Universal Music Group vs. Warner Music Group Corp.: a battle between two companies with very different ideas when it comes to online music with the college-beloved sites MySpace.com and YouTube.com caught right in the middle.
Universal speaks of MySpace and YouTube in words that could have been lifted from a Recording Industry Association of America press release. According to the Associated Press, Universal accuses MySpace and YouTube of copyright infringement valued in the millions of dollars.
“We believe these new businesses are copyright infringers and owe us tens of millions of dollars,” Universal CEO Doug Morris said to a group of investors last Wednesday. “How we deal with these two companies will be revealed shortly.”

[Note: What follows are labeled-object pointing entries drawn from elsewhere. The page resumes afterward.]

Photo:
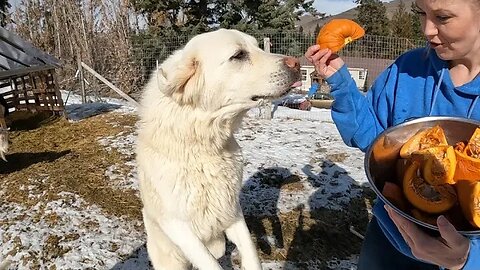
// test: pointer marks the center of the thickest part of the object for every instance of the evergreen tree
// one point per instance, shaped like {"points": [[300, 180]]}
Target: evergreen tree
{"points": [[372, 15]]}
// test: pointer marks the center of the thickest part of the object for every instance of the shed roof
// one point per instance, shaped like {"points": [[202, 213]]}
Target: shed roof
{"points": [[18, 56]]}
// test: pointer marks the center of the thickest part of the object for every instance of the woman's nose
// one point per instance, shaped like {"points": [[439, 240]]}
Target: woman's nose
{"points": [[429, 28]]}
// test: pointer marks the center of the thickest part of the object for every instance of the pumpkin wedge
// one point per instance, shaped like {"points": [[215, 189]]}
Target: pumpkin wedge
{"points": [[423, 139], [439, 164], [469, 199], [468, 158], [394, 194], [425, 197], [337, 33]]}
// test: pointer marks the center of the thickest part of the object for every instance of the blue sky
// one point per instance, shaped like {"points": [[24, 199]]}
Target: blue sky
{"points": [[332, 7]]}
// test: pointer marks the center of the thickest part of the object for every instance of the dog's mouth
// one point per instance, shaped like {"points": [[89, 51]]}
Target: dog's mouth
{"points": [[269, 97]]}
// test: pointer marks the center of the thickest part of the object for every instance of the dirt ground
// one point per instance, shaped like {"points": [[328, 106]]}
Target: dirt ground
{"points": [[69, 155]]}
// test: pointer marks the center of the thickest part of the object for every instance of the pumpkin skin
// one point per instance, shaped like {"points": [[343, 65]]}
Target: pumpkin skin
{"points": [[423, 139], [468, 158], [425, 197], [469, 199], [337, 33], [439, 165], [394, 194], [468, 168]]}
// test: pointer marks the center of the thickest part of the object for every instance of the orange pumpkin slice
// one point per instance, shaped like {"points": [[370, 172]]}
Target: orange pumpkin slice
{"points": [[423, 139], [394, 194], [469, 199], [439, 164], [468, 158], [425, 197], [337, 33]]}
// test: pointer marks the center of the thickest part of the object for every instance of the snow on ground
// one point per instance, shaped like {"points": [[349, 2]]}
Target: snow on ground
{"points": [[293, 143]]}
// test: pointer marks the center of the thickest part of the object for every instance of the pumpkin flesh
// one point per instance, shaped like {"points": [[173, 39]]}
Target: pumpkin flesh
{"points": [[431, 137], [337, 33], [439, 165], [468, 158], [427, 198]]}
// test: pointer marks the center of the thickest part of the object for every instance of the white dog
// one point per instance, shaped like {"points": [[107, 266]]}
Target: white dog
{"points": [[189, 164]]}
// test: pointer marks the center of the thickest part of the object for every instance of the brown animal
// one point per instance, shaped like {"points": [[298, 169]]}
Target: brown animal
{"points": [[3, 130]]}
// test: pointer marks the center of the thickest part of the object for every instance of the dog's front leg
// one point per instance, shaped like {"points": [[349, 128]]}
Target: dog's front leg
{"points": [[238, 233], [194, 250]]}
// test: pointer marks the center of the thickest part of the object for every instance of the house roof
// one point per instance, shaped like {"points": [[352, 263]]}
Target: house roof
{"points": [[373, 65], [17, 56]]}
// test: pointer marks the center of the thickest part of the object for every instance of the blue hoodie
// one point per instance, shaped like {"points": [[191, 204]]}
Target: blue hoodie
{"points": [[417, 84]]}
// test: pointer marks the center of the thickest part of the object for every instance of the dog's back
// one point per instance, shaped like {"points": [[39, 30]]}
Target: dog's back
{"points": [[189, 164]]}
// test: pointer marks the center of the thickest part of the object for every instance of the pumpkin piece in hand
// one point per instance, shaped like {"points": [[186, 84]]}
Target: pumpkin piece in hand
{"points": [[337, 33], [425, 197], [423, 139]]}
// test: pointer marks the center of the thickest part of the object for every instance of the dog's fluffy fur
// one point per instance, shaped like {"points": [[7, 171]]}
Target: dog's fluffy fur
{"points": [[189, 164]]}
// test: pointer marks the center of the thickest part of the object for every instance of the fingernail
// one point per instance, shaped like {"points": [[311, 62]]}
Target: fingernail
{"points": [[442, 221]]}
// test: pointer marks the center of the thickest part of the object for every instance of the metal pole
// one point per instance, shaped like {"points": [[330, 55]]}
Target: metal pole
{"points": [[82, 80]]}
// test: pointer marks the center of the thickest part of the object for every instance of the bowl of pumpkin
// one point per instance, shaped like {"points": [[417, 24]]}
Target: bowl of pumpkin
{"points": [[427, 167]]}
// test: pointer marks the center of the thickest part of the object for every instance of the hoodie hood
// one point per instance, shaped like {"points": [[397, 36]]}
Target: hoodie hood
{"points": [[441, 66]]}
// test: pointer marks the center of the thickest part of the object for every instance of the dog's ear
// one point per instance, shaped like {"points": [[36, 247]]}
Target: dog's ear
{"points": [[182, 79]]}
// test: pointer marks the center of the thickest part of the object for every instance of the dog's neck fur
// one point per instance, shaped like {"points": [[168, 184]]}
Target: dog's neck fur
{"points": [[192, 126]]}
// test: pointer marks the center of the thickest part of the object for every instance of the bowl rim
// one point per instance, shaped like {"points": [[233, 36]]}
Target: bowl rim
{"points": [[407, 122]]}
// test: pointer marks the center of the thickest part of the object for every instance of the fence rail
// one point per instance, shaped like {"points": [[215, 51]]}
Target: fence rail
{"points": [[373, 53]]}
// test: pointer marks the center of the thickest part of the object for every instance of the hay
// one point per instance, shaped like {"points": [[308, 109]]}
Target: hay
{"points": [[50, 155]]}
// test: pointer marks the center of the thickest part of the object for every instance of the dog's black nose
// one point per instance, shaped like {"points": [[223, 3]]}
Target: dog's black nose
{"points": [[292, 62]]}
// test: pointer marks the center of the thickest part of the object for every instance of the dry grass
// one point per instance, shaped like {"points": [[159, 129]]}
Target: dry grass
{"points": [[50, 155]]}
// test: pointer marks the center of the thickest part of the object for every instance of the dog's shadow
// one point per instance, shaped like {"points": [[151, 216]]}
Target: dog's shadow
{"points": [[259, 200], [19, 161], [323, 235]]}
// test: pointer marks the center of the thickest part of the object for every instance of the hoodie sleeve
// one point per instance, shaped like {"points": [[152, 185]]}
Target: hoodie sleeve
{"points": [[361, 118]]}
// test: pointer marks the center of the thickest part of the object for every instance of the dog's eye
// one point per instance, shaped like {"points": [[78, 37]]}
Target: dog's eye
{"points": [[239, 55]]}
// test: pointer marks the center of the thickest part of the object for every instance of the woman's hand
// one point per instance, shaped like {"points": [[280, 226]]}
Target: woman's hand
{"points": [[449, 251], [326, 63]]}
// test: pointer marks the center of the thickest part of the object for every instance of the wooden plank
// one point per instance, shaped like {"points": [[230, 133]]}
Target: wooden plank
{"points": [[17, 72], [109, 84], [17, 58], [28, 48]]}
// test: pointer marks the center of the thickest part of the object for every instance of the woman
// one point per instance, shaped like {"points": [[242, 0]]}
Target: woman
{"points": [[441, 79]]}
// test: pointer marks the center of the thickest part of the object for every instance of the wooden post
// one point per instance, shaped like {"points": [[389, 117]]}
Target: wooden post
{"points": [[265, 109], [109, 84], [82, 79]]}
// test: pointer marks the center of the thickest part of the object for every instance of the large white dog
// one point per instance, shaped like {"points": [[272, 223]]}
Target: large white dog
{"points": [[189, 164]]}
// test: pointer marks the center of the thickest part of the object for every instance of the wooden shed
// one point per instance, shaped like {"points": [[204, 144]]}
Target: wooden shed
{"points": [[27, 76]]}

Certainly Morris is trained in the fine art of the subtle threat. Doubtless, he is implying that Universal plans legal action. It’s a predictable move, especially when considering that Universal had to slash the prices of its compact discs by 30 percent in Sept. 2003. Even then, Universal blamed illegal file-sharing for having to make the move, citing all of the usual arguments: copyright protection infringement, billions of dollars lost, etc.
Of course, Universal didn’t say anything about online music being a superior product which is more cost-effective, increasingly popular and profitable. Universal was mistaken to merely lower its prices to sell the same old stuff – companies that have faith in their products don’t have to slash prices. Good products sell without incentives.

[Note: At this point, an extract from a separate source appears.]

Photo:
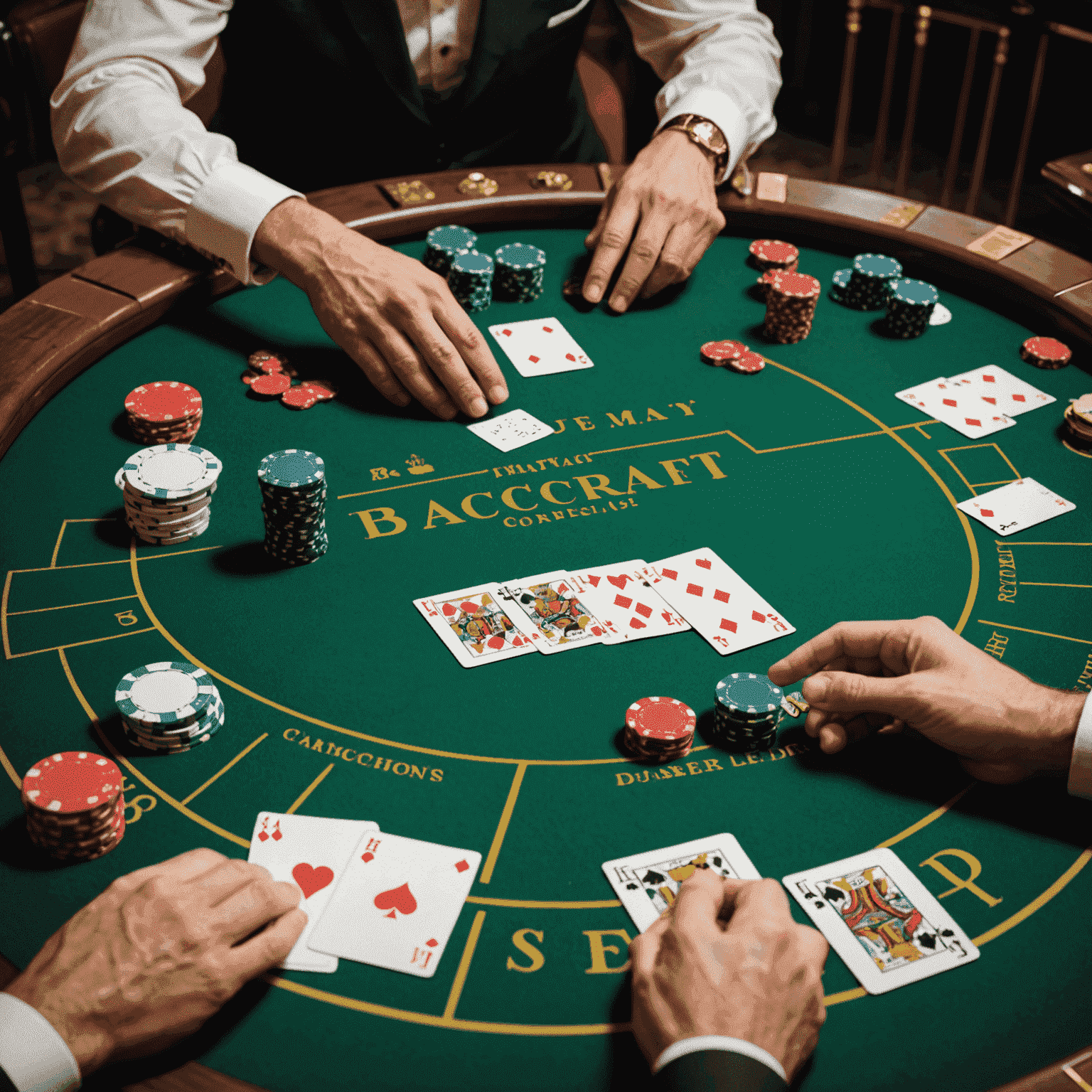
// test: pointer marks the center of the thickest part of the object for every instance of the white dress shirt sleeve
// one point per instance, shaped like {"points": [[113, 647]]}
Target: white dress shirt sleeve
{"points": [[122, 132], [1080, 764], [719, 1043], [32, 1051], [717, 58]]}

Warner Music Group seems to understand that concept better than Universal. Only four days after it was reported that Universal’s Morris threatened YouTube and MySpace, the AP reported that Warner Music Group had agreed to make its music available on YouTube legally.
According to an AP report, “Warner Music has agreed to transfer thousands of its music videos and interviews to YouTube,” who will make them available under the terms of a revenue-sharing deal it has reached with Warner.
It may be an accepted business strategy to own an intellectual property – a song, for instance – and sue anyone who wishes to distribute it without legal right. It may also be frankly dishonest for people to steal music. However, business phenomena do not exist in a vacuum. YouTube and MySpace are popular for a reason, and Universal’s prosecutorial tactics won’t work. They haven’t ever worked, in fact. Napster, for example, may be dead, but people still steal music.
Universal needs to come up with a better solution. They could take a hint from Warner’s playbook, for a start.